How I learnt to love Ed Balls

Ed Balls (Getty Images) 
issue 16 September 2023

The co-host of my new podcast once threatened to sue me for libel. For my part, I did everything I could to put him on the dole. If we’d lived in Tudor times we’d probably have tried to get each other’s heads chopped off. Now Thursdays will be spent with Ed Balls, as we record our weekly show Political Currency. Earlier this summer he was dancing at my wedding. I told him I thought it was an extraordinary turn of events when I recall the ferocity of our old debates. ‘Remember how we hated each other, Ed?’ He corrected me. ‘That’s not true. You and Gordon Brown hated each other. David Cameron and I never liked each other. But you and I always had mutual respect.’ He’s right. There are few people whose insights into economics and politics I’d rate higher, even though we still often disagree. When people want to criticise our show, they say we’re ‘centrist dads’. It’s meant as an insult, apparently. I’m not sure why. Do we want the world run by extremist bachelors?

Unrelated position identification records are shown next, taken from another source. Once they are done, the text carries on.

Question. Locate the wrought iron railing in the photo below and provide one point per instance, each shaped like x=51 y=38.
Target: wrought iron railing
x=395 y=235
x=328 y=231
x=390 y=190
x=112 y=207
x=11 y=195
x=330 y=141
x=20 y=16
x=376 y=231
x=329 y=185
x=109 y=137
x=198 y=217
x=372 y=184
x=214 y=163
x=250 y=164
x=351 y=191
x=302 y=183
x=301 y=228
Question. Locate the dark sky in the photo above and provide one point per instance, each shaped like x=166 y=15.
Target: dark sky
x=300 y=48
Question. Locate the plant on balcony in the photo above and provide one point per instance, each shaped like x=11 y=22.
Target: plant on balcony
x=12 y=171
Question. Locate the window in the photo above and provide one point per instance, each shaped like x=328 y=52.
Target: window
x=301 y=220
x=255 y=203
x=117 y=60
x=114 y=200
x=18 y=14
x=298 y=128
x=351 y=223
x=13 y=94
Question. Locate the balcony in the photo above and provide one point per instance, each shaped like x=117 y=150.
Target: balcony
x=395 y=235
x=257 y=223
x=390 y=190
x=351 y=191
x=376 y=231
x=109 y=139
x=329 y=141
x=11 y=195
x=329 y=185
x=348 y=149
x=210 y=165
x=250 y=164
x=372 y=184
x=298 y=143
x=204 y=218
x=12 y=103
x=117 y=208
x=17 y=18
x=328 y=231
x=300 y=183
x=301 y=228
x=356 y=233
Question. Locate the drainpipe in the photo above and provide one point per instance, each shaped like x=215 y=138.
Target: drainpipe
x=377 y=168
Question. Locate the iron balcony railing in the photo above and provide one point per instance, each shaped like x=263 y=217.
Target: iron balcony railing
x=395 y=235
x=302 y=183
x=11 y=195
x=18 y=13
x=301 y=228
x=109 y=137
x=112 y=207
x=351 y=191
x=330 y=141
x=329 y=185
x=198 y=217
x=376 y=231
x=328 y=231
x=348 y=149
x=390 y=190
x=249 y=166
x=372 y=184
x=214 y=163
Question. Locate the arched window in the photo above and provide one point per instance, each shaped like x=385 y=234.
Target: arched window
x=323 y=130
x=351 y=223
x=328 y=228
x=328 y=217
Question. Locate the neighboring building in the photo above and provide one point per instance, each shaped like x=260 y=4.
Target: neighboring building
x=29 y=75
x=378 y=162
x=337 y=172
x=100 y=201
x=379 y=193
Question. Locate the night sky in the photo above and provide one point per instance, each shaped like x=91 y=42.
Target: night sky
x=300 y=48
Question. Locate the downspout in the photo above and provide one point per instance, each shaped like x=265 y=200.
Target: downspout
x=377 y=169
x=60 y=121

Tuesday morning, and a group of MPs and peers come to see our latest British Museum exhibition. The director has just resigned so, as chair, I step in to play host. It’s a spectacular, brave show about China in the 19th century that confronts the rebellions and wars which made for one of the most difficult periods in its history. The exhibition has been hugely popular, with tens of thousands of visitors, including many young Chinese. It’s a story no other museum in the world would have the collection or the courage to tell, and a reminder that the BM is more relevant than ever.

One exhibit is a painting, lent by the King, of a Pekinese puppy taken after the British army sacked the Summer Palace, and presented to Queen Victoria.